Filling the position of public art planner is the third step in the city's Public Art Master Plan; the first two were formally establishing the art initiative and appointing people to the related commission.

The position was originally intended to be a clerk for the commission, "but with the double opportunity of Deb's availability and the need to have a plan moving forward for the building (Old Town Hall), it seemed a perfect opportunity to expand the position into something more robust and more in keeping with the Public Art Master Plan," Dominick Pangallo, the mayor's aide, said.

"It will be budget-neutral and not add to our bottom line," he said.

As for what kind of public art projects might emerge in the future, Greel said it's still unknown, but she and the commission will be keeping an open mind.

"So many people think of it as, 'We'll put a statue out,'" she said. "It can be a lot of different things that maybe we're not thinking about right now."

The next steps in the Public Art Master Plan are to identify funding sources, assess the current state of Salem's public art and develop a first-year work plan.

Greel's position must still be approved by the City Council as part of the budget for next fiscal year. The final vote on that is expected to take place on Thursday.

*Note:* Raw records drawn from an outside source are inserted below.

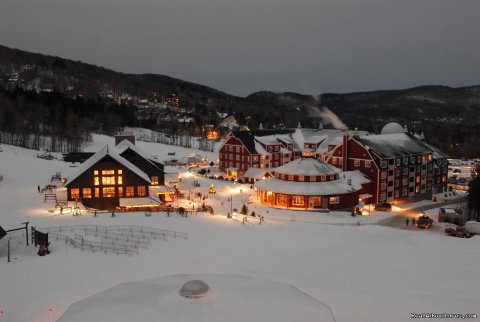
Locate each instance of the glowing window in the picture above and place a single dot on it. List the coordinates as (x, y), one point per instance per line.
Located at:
(129, 191)
(297, 200)
(141, 191)
(87, 193)
(334, 200)
(108, 192)
(75, 193)
(108, 181)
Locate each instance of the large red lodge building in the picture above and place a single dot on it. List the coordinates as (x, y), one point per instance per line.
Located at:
(399, 166)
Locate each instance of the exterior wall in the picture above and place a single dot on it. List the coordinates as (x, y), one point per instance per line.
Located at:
(311, 203)
(86, 180)
(234, 154)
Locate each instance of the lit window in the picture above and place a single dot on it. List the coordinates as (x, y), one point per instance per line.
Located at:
(87, 193)
(75, 193)
(108, 192)
(129, 191)
(297, 200)
(108, 181)
(334, 200)
(141, 191)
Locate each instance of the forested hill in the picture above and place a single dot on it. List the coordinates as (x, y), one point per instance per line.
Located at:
(449, 117)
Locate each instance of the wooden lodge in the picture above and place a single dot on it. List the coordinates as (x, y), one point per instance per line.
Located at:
(119, 177)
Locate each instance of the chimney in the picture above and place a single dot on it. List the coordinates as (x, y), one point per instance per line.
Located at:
(345, 151)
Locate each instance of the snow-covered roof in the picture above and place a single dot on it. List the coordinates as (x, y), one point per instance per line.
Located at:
(94, 159)
(260, 149)
(392, 128)
(267, 140)
(136, 201)
(393, 145)
(126, 144)
(229, 298)
(307, 167)
(256, 173)
(326, 188)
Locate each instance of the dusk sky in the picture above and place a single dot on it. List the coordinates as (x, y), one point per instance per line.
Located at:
(307, 46)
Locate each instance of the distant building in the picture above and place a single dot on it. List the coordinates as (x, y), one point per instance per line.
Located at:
(173, 100)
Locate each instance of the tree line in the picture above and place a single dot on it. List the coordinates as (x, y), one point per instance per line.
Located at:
(56, 123)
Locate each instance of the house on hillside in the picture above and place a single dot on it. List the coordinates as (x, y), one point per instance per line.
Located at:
(121, 176)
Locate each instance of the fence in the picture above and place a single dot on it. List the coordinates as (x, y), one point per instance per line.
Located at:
(119, 239)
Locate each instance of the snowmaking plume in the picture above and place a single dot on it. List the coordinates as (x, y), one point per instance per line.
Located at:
(327, 116)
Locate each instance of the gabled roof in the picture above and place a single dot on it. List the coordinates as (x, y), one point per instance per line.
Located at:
(97, 157)
(248, 140)
(127, 145)
(394, 145)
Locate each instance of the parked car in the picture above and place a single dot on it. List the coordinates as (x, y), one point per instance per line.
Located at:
(424, 222)
(383, 206)
(460, 232)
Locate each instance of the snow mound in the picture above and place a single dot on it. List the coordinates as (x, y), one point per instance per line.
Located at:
(230, 298)
(392, 128)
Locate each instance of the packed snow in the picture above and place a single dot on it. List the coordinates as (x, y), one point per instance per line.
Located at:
(363, 271)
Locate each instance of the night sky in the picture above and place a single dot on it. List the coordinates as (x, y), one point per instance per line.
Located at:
(243, 46)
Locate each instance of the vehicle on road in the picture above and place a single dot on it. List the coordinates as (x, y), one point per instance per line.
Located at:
(383, 206)
(460, 232)
(424, 222)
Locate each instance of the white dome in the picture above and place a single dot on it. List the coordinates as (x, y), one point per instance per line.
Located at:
(392, 128)
(233, 298)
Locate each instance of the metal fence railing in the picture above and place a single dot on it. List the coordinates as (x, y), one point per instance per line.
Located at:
(119, 239)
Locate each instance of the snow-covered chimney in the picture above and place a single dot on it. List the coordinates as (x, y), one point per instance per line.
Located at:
(345, 151)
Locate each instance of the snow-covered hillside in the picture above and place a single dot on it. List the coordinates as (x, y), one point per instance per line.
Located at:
(364, 272)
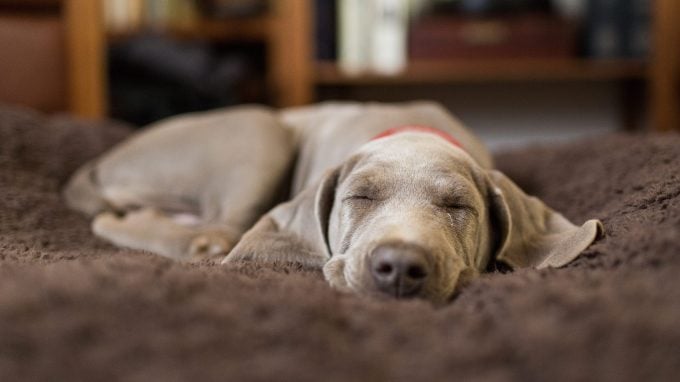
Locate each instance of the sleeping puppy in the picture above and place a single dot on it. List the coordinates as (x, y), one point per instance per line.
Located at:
(388, 199)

Neil H. Dempsey can be reached at or via Twitter at @NeilDempseySN.


Speaking of public art, Salem recently selected six artists to paint utility boxes around the city as part of its ArtBox 2014 program. Here's what will be going on.

June 7 to 13

Artist: Scott Froeschl

Work: "Inner Pieces"

Location: Lafayette Park

Description: "Inner Pieces is an open window into the secret, inner workings of these metal boxes. The possibilities are revealed from behind the thin metal veil. The whimsical style is meant to create a depth through trompe l'oeil, catching the eye of vehicle as well as pedestrian foot traffic."

June 14 to 20

Artist: Sheila Farren Billings

Work: "More Power"

Location: Margin and Mill streets

Description: "The electrical plugs refer to the electrical box and will be painted rainbow colors with bold, black outlines. The colors and design model energy and movement."

June 21 to 27

Artist: Matthew Curley

Work: "Coastal Shapes"

Location: North and Federal streets

Description: "Using geometric shapes, I interpret the natural forms seen in Salem's rocky coastline. The use of such shapes brings an aspect of Salem's natural landscape into the contemporary architectural landscape. The design intends to remind viewers of what can be seen on our own shoreline."

July 5 to 11

Artist: Heather Reid-Barratt

Work: "The Great Eye"

Location: Essex Street pedestrian mall, at Shirley Cervoni Walkway

Description: "The symbol of the eye has held great importance to human societies across the span of time. It is a symbol of knowledge and infinite wisdom, of secrets and mystical societies."

July 12 to 18

Artist: Emily Larsen

Work: "Salem's Mini Aquarium"

Location: South River Harborwalk

Description: "From the devoted care of cats and dogs at Northeast Animal Shelter to the beach cleanups organize by Salem Sound Coastwatch, the city of Salem has a long and proud tradition of protecting animals and their habitats. A deep appreciation is what inspired my design: a fish tank that celebrates local threatened and endangered species."

July 19 to 25

Artist: Jennifer Hale

Work: "Over the Bridge at Dusk"

Location: North and Foster streets

Description: "Salem has some of the most breathtaking sunsets, and as I run the beach or the historic streets, I cannot help but feel blessed to call this my home city."